People are using Google’s new AI model to remove watermarks from images

Users on social media have discovered a controversial use case for the new Gemini AI model from Google: Removing water brands from images, including from images published by Getty Images and other well-known stock media outfits.
Last week, Google extended access to the Image Generation function of Gemini 2.0, with which the model can generate and edit the content of the image native. It is one powerful assetsby all accounts. But it also seems to have few crash barriers. Gemini 2.0 Flash will not make approving images Show celebrities And Copyright charactersAnd – as referred to earlier – remove watermarks from existing photos.

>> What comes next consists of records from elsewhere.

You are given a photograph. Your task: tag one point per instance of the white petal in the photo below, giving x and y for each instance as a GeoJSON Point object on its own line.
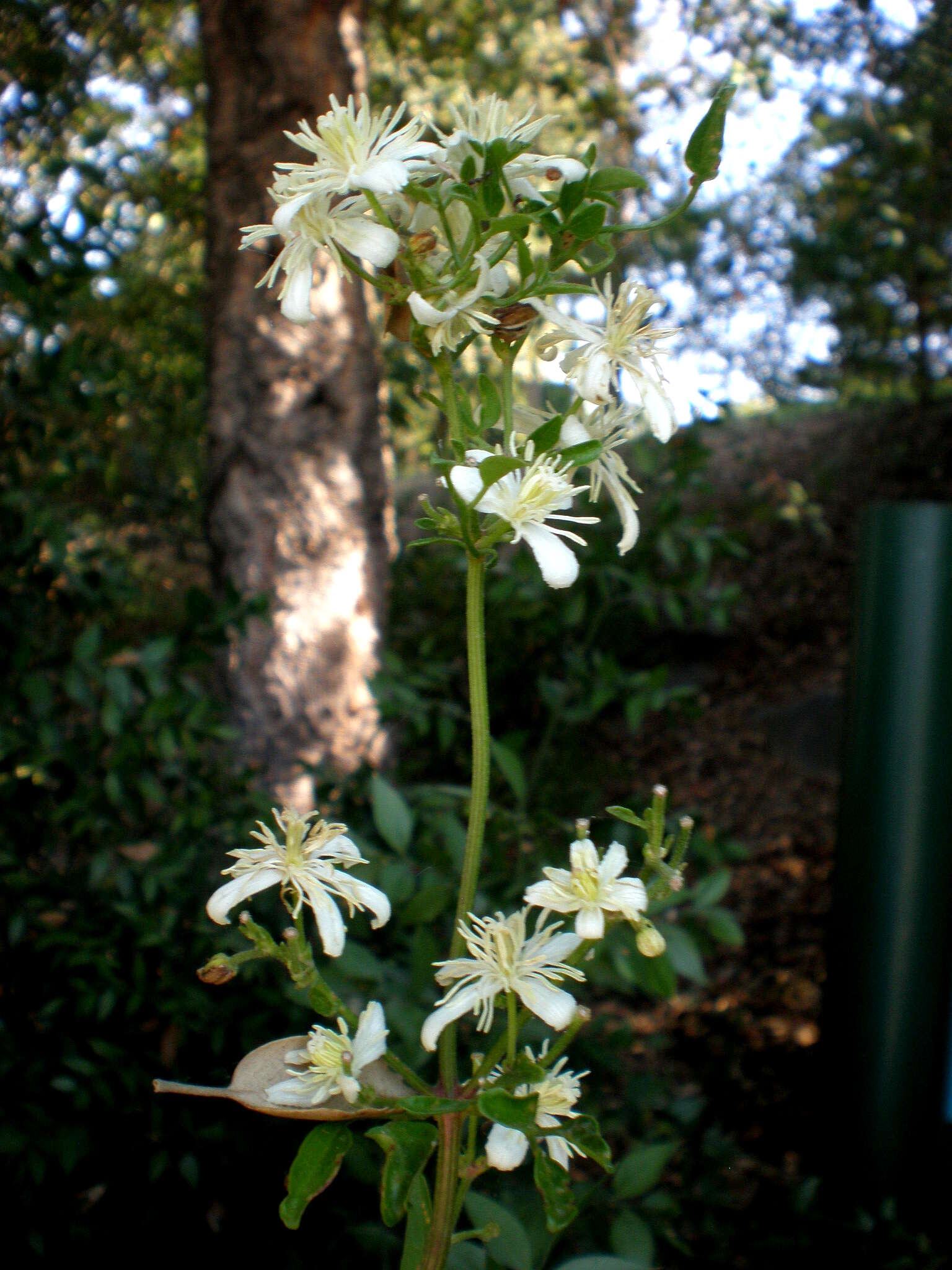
{"type": "Point", "coordinates": [371, 1037]}
{"type": "Point", "coordinates": [506, 1148]}
{"type": "Point", "coordinates": [426, 313]}
{"type": "Point", "coordinates": [551, 1005]}
{"type": "Point", "coordinates": [555, 559]}
{"type": "Point", "coordinates": [658, 409]}
{"type": "Point", "coordinates": [614, 863]}
{"type": "Point", "coordinates": [596, 378]}
{"type": "Point", "coordinates": [466, 482]}
{"type": "Point", "coordinates": [238, 889]}
{"type": "Point", "coordinates": [456, 1008]}
{"type": "Point", "coordinates": [381, 177]}
{"type": "Point", "coordinates": [367, 241]}
{"type": "Point", "coordinates": [330, 923]}
{"type": "Point", "coordinates": [591, 922]}
{"type": "Point", "coordinates": [296, 304]}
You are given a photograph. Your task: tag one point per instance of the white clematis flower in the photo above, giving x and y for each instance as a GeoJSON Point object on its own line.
{"type": "Point", "coordinates": [591, 888]}
{"type": "Point", "coordinates": [611, 426]}
{"type": "Point", "coordinates": [332, 1062]}
{"type": "Point", "coordinates": [626, 342]}
{"type": "Point", "coordinates": [309, 866]}
{"type": "Point", "coordinates": [489, 118]}
{"type": "Point", "coordinates": [527, 499]}
{"type": "Point", "coordinates": [503, 958]}
{"type": "Point", "coordinates": [558, 1095]}
{"type": "Point", "coordinates": [460, 313]}
{"type": "Point", "coordinates": [309, 223]}
{"type": "Point", "coordinates": [356, 150]}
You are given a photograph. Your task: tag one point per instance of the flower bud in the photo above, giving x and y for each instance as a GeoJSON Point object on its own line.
{"type": "Point", "coordinates": [421, 242]}
{"type": "Point", "coordinates": [649, 940]}
{"type": "Point", "coordinates": [218, 970]}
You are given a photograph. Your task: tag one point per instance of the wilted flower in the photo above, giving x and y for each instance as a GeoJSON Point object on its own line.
{"type": "Point", "coordinates": [591, 888]}
{"type": "Point", "coordinates": [460, 313]}
{"type": "Point", "coordinates": [356, 150]}
{"type": "Point", "coordinates": [306, 866]}
{"type": "Point", "coordinates": [558, 1095]}
{"type": "Point", "coordinates": [332, 1061]}
{"type": "Point", "coordinates": [503, 958]}
{"type": "Point", "coordinates": [527, 499]}
{"type": "Point", "coordinates": [626, 340]}
{"type": "Point", "coordinates": [309, 223]}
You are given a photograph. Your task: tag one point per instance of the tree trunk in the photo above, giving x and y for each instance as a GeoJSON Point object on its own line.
{"type": "Point", "coordinates": [299, 502]}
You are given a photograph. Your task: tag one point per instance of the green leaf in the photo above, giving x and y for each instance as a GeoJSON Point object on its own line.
{"type": "Point", "coordinates": [408, 1146]}
{"type": "Point", "coordinates": [587, 221]}
{"type": "Point", "coordinates": [512, 1248]}
{"type": "Point", "coordinates": [391, 814]}
{"type": "Point", "coordinates": [583, 1132]}
{"type": "Point", "coordinates": [703, 153]}
{"type": "Point", "coordinates": [683, 951]}
{"type": "Point", "coordinates": [625, 813]}
{"type": "Point", "coordinates": [419, 1220]}
{"type": "Point", "coordinates": [547, 433]}
{"type": "Point", "coordinates": [641, 1169]}
{"type": "Point", "coordinates": [712, 888]}
{"type": "Point", "coordinates": [490, 406]}
{"type": "Point", "coordinates": [632, 1238]}
{"type": "Point", "coordinates": [314, 1169]}
{"type": "Point", "coordinates": [511, 766]}
{"type": "Point", "coordinates": [723, 926]}
{"type": "Point", "coordinates": [514, 1113]}
{"type": "Point", "coordinates": [586, 453]}
{"type": "Point", "coordinates": [606, 179]}
{"type": "Point", "coordinates": [555, 1188]}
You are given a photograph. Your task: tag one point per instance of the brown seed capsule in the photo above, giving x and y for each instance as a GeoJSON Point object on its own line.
{"type": "Point", "coordinates": [423, 242]}
{"type": "Point", "coordinates": [513, 322]}
{"type": "Point", "coordinates": [216, 972]}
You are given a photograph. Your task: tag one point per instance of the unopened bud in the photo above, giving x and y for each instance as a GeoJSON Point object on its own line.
{"type": "Point", "coordinates": [218, 970]}
{"type": "Point", "coordinates": [650, 941]}
{"type": "Point", "coordinates": [421, 242]}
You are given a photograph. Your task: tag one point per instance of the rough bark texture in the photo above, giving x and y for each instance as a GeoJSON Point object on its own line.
{"type": "Point", "coordinates": [299, 493]}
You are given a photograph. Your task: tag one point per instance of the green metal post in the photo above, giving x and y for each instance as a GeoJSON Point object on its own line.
{"type": "Point", "coordinates": [886, 1006]}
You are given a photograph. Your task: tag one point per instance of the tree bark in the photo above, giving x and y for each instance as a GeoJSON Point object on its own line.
{"type": "Point", "coordinates": [299, 504]}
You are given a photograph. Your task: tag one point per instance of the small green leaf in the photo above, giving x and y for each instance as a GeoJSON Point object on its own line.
{"type": "Point", "coordinates": [314, 1169]}
{"type": "Point", "coordinates": [408, 1147]}
{"type": "Point", "coordinates": [723, 926]}
{"type": "Point", "coordinates": [514, 1113]}
{"type": "Point", "coordinates": [632, 1240]}
{"type": "Point", "coordinates": [511, 766]}
{"type": "Point", "coordinates": [703, 153]}
{"type": "Point", "coordinates": [512, 1248]}
{"type": "Point", "coordinates": [419, 1220]}
{"type": "Point", "coordinates": [606, 179]}
{"type": "Point", "coordinates": [490, 406]}
{"type": "Point", "coordinates": [555, 1188]}
{"type": "Point", "coordinates": [391, 814]}
{"type": "Point", "coordinates": [583, 1132]}
{"type": "Point", "coordinates": [643, 1168]}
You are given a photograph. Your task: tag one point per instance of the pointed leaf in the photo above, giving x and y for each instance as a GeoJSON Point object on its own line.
{"type": "Point", "coordinates": [514, 1113]}
{"type": "Point", "coordinates": [408, 1147]}
{"type": "Point", "coordinates": [555, 1188]}
{"type": "Point", "coordinates": [314, 1169]}
{"type": "Point", "coordinates": [703, 153]}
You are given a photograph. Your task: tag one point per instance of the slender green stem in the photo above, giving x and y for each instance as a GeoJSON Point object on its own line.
{"type": "Point", "coordinates": [512, 1025]}
{"type": "Point", "coordinates": [507, 402]}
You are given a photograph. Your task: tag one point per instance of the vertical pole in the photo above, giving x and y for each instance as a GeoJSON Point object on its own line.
{"type": "Point", "coordinates": [886, 1009]}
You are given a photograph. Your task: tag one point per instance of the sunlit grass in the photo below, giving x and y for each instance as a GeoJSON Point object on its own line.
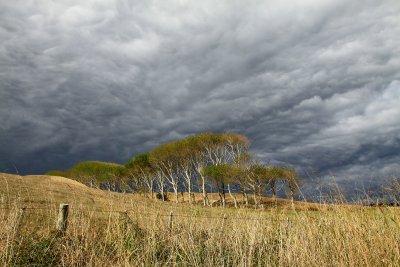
{"type": "Point", "coordinates": [99, 233]}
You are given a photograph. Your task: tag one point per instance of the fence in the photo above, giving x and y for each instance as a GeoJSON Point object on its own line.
{"type": "Point", "coordinates": [64, 209]}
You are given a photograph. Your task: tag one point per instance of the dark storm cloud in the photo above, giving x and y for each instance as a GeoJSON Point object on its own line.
{"type": "Point", "coordinates": [315, 84]}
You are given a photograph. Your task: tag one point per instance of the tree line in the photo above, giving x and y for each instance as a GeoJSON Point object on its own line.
{"type": "Point", "coordinates": [220, 162]}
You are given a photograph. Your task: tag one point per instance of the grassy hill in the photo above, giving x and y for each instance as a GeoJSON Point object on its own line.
{"type": "Point", "coordinates": [101, 233]}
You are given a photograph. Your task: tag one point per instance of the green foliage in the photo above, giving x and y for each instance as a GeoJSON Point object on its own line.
{"type": "Point", "coordinates": [221, 173]}
{"type": "Point", "coordinates": [35, 250]}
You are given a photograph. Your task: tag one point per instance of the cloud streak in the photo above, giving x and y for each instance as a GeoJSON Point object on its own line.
{"type": "Point", "coordinates": [312, 83]}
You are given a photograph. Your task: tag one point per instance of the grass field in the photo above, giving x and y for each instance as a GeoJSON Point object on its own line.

New skills unlock: Gemini 2 Flash model is really great in removing water brands in images! pic.twitter.com/6qik0flfcv
– Doy (@deedydas) March 15, 2025
As several x and Reddit Users noted that Gemini 2.0 Flash not only removes watermarks, but tries to enter all the gaps made by the removal of a watermark. Other AI-driven tools do this too, but Gemini 2.0 Flash seems to be exceptionally competent in being free.

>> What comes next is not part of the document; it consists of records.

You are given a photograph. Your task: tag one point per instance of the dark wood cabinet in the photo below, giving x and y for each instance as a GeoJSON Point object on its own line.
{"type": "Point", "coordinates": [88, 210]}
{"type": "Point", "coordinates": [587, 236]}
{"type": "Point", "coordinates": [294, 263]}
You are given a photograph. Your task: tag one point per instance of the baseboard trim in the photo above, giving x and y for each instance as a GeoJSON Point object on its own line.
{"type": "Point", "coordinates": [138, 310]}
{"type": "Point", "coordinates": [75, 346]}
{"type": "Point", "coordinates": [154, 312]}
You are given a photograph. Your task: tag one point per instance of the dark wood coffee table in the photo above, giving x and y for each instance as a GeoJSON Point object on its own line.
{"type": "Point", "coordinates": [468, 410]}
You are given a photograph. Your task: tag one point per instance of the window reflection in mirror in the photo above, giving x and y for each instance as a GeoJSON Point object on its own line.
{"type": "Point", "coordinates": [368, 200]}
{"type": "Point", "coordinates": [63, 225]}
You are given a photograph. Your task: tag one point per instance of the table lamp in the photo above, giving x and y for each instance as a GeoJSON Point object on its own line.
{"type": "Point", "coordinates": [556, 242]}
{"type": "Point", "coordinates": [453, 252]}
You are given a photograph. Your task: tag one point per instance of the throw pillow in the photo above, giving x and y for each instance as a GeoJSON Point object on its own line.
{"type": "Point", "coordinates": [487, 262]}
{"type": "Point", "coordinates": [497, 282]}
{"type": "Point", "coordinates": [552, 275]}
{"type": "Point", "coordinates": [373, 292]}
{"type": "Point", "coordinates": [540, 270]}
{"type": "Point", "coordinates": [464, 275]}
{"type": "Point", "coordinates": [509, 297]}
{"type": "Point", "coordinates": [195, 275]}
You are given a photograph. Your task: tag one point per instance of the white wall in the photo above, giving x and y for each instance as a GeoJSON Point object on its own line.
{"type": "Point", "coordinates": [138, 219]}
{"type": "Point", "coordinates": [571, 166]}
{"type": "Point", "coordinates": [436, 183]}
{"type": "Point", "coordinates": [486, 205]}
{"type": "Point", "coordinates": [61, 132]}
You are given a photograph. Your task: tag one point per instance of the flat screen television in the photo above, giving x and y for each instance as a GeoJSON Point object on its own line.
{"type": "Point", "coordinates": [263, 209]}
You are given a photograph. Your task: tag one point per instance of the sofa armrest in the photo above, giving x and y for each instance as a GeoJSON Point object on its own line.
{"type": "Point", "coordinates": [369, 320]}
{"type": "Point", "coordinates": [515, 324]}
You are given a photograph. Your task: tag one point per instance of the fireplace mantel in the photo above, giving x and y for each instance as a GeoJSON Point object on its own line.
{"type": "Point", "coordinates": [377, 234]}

Gemini 2.0 Flash, available in the AI studio of Google, is great when editing images with simple text prompts.
It can also remove water brands from images (and instead places its own subtle watermark in 🤣) pic.twitter.com/znhtqjst1z
– Tanay Jaipuria (@tanayj) March 16, 2025
For the sake of clarity, the image generation of Gemini 2.0 Flash is currently referred to as “experimental” and “not for production use” and is only available in Google’s developer -oriented tools such as AI Studio. The model is also not a perfect watermark remover. Gemini 2.0 Flash seems to struggle with certain semi-transparent water brands and water brands that canvas large parts of images.

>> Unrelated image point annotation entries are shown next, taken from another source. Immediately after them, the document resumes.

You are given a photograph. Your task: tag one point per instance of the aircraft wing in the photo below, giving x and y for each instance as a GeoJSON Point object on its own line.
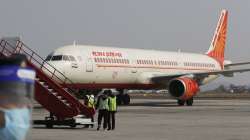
{"type": "Point", "coordinates": [195, 75]}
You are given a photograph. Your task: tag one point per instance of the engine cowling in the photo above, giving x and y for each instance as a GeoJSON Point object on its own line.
{"type": "Point", "coordinates": [183, 88]}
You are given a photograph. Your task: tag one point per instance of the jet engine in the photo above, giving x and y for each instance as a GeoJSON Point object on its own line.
{"type": "Point", "coordinates": [183, 88]}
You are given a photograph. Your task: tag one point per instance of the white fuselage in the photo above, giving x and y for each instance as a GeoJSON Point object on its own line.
{"type": "Point", "coordinates": [109, 67]}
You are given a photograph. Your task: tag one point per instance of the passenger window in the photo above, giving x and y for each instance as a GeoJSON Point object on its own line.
{"type": "Point", "coordinates": [65, 58]}
{"type": "Point", "coordinates": [56, 58]}
{"type": "Point", "coordinates": [72, 58]}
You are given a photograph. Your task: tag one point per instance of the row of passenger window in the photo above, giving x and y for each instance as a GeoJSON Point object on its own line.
{"type": "Point", "coordinates": [111, 60]}
{"type": "Point", "coordinates": [60, 58]}
{"type": "Point", "coordinates": [208, 65]}
{"type": "Point", "coordinates": [159, 62]}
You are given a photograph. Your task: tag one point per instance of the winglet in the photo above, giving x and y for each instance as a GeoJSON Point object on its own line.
{"type": "Point", "coordinates": [218, 43]}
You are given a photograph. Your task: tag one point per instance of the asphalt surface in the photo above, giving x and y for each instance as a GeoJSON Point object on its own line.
{"type": "Point", "coordinates": [158, 119]}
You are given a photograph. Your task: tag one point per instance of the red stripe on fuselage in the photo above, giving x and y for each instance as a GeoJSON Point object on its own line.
{"type": "Point", "coordinates": [111, 85]}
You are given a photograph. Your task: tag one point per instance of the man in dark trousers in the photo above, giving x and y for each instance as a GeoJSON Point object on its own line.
{"type": "Point", "coordinates": [102, 106]}
{"type": "Point", "coordinates": [112, 110]}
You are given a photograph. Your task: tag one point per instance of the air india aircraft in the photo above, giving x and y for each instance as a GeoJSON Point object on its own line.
{"type": "Point", "coordinates": [98, 67]}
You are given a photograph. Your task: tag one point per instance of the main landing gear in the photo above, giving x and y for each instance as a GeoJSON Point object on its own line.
{"type": "Point", "coordinates": [188, 102]}
{"type": "Point", "coordinates": [122, 98]}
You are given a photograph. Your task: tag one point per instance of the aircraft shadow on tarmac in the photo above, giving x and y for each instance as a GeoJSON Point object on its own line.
{"type": "Point", "coordinates": [63, 127]}
{"type": "Point", "coordinates": [156, 104]}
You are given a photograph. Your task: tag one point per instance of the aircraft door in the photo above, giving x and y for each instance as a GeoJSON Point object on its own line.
{"type": "Point", "coordinates": [89, 65]}
{"type": "Point", "coordinates": [134, 69]}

However, some copyright holders will certainly have problems with the lack of usage restrictions from Gemini 2.0 Flash. Models including the Claude 3.7 Sonnet from Anthropic and the GPT-4O of OpenAI explicitly refuse to remove water brands; Claude mentions the removal of a watermark from an image ‘unethical and potentially illegal’.
The removal of a watermark without the consent of the original owner is considered illegal according to the US copyright legislation (according to Law firms like this)) Out of rare exceptions.
Google did not respond immediately to a request for comments sent outside of normal office hours.